Russia Sends Troops Near Border With North Korea and China

Colin Fredericson
By Colin Fredericson
September 28, 2017World News
Russia Sends Troops Near Border With North Korea and China
Russian sailors. (Alexander Aksakov/Getty Images)

Russia just dispatched troops to its border with North Korea and China.

The troops were photographed on Zaozyornaya Hill, near the border confluence of North Korea, China, and Russia.

Russian soldiers with rifles and guard dogs were pictured near the important southeast Russian border crossing, the Daily Mail reported.

Neither Vladimir Putin nor the Russian government has stated what the troops are expecting to encounter, but the Daily Mail hints at preparations for an influx of North Korean refugees, perhaps people expecting a war.
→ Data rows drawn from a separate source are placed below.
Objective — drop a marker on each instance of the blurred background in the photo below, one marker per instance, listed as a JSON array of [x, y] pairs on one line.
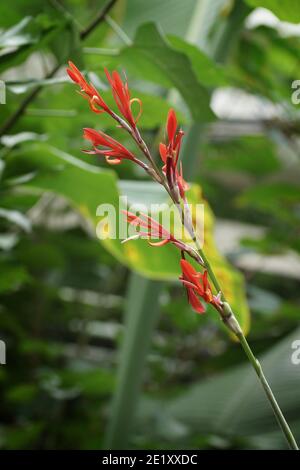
[[102, 349]]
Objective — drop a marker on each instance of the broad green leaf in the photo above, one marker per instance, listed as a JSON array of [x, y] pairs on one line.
[[41, 32], [234, 404], [15, 37], [16, 218], [87, 186], [153, 58], [12, 277], [286, 10], [174, 16], [207, 72]]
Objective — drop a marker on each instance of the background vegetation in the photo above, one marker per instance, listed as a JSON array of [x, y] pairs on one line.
[[76, 334]]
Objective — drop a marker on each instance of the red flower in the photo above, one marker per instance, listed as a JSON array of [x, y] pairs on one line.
[[169, 154], [197, 285], [89, 90], [113, 151], [151, 229], [122, 98]]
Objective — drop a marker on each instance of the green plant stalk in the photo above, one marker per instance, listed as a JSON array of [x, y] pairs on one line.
[[268, 391], [233, 325]]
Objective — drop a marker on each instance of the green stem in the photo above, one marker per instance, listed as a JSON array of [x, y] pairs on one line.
[[276, 408], [254, 362]]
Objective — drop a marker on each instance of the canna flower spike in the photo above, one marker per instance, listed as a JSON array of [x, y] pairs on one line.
[[120, 91], [87, 90], [197, 285], [122, 98], [170, 154], [113, 151]]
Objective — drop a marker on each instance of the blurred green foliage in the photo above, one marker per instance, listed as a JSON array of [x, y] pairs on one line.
[[63, 293]]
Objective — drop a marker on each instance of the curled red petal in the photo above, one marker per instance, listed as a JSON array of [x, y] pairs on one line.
[[171, 125], [194, 301]]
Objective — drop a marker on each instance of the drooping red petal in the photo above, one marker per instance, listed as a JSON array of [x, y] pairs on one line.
[[163, 152], [194, 301], [171, 125]]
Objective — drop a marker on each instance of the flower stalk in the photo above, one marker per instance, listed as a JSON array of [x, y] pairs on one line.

Both Russia and China have official policies of booting escaped North Koreans back to North Korea, where they can face execution.

The presence of soldiers comes just after Putin gave his views on what a war in North Korea would look like. He gave the comments while at a conference in China for the BRIC nations.
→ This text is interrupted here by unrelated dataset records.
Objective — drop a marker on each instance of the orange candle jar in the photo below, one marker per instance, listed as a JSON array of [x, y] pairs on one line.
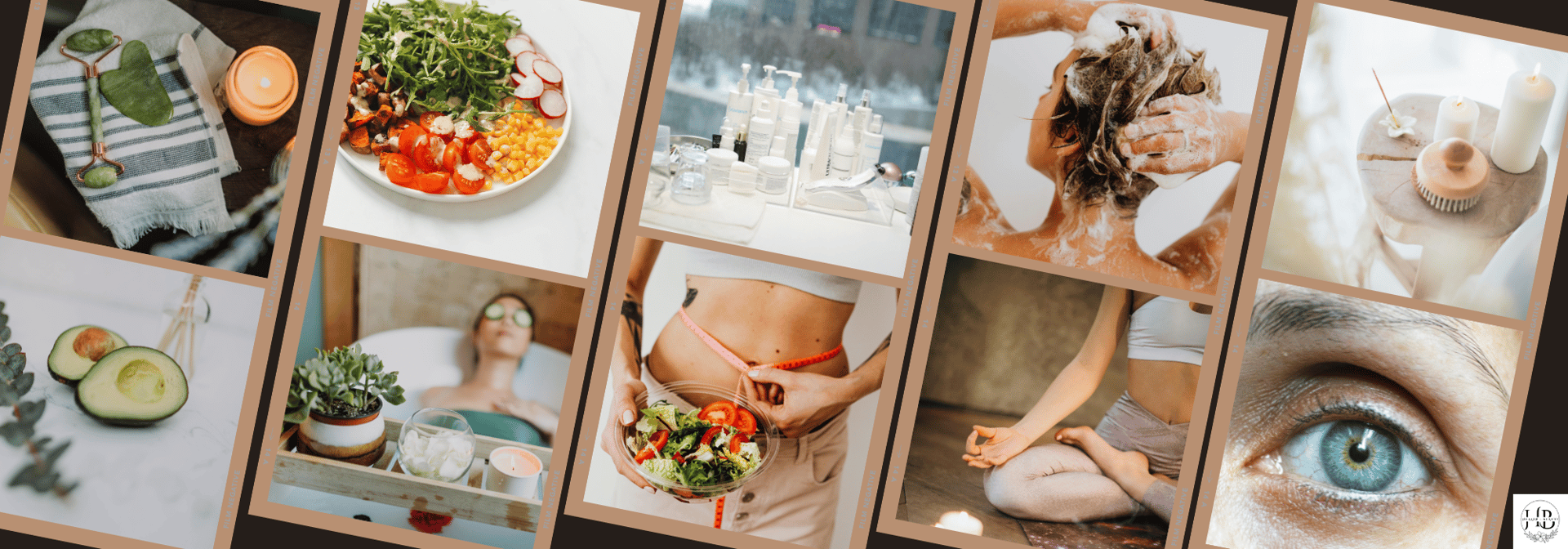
[[261, 85]]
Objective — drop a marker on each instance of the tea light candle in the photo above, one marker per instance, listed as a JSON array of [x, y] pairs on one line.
[[1455, 118], [959, 521], [1521, 121]]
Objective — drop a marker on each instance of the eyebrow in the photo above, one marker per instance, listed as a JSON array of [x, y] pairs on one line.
[[1298, 311]]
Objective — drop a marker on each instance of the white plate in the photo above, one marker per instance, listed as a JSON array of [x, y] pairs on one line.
[[371, 167]]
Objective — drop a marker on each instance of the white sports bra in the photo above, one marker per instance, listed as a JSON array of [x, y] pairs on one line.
[[1167, 330], [705, 262]]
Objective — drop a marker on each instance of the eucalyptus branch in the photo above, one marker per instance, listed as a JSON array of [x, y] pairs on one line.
[[20, 431]]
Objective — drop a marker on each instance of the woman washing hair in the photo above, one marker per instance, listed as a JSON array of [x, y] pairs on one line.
[[1128, 463], [502, 334], [1128, 110]]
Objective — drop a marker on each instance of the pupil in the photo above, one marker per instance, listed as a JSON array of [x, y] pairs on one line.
[[1358, 452]]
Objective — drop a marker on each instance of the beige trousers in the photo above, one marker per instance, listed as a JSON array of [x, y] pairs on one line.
[[794, 501]]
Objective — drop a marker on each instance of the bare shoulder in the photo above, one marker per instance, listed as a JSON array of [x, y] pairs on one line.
[[1200, 253], [979, 221]]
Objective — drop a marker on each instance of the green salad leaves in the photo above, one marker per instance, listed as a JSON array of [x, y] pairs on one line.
[[443, 57]]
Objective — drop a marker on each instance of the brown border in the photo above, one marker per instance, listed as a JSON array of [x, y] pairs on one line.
[[888, 521], [264, 336], [963, 13], [1264, 212], [314, 231]]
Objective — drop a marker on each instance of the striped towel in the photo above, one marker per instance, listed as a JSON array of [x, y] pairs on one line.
[[173, 172]]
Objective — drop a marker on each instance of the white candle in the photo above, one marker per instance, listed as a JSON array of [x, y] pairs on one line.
[[1455, 118], [1521, 121]]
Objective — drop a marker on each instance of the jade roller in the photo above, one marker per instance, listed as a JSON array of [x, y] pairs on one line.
[[90, 41]]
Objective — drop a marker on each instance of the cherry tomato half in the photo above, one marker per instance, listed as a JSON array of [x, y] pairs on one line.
[[719, 413], [712, 431], [431, 182], [452, 157], [400, 168], [745, 422], [647, 453]]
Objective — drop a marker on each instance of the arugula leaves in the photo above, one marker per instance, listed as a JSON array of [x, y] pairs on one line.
[[443, 56]]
“Ramping up military hysteria will lead to nothing good. It could lead to a global catastrophe,” said Putin.

The United States has not declared war on North Korea but jumpy North Korean officials and the North Korean state-run news agency claim to have heard such a declaration. North Korean state-run news ran computerized footage of shooting down U.S. military jets and naval vessels.

But Putin might be anticipating military action in North Korea. Fyodor Lukyanov, editor of Russia in Global Affairs said that Russia understands what actions North Korea might take.

He claimed via a Financial Times article, “The Kremlin understands the North Korean psychology.” He added “For North Korea, it is not about bargaining, but survival—Kim Jong Un knows the fate of Iraq’s Saddam Hussein and Libya’s Moammar Gadhafi and sees nuclear missiles as his life insurance.”

Others’ views echo Putin, who claimed at the BRIC conference in China, via Foreign Policy, that North Korea “would rather eat grass than abandon their [nuclear weapons] program unless they feel secure.”

Lukyanov and Putin made no mention of other options North Korea has, like how cleaning up its act, ceasing the threatening rhetoric, actually ending the countrywide human rights abuses and abuse of power could also help North Korea foster peaceful relations with the world.

Despite the current threat of North Korea, a recent hearing with U.S. Gen. Joseph Dunford suggests it may be all talk. Dunford is the chairman of the Joint Chiefs of Staff and the highest ranking member of the military.

“While the political space is clearly very charged right now, we haven’t seen a change in the posture of North Korean forces,” said Dunford in front of the Senate Armed Services Committee, on Sept. 26, via CNBC. “We watch that very carefully.”

He also assured U.S. citizens and allies of their safety, guaranteeing that the U.S. military has “postured our forces to respond in the event of a provocation or a conflict. We also have taken all the proper measures to protect our allies—the South Koreans, the Japanese, the force as well as Americans in the area.”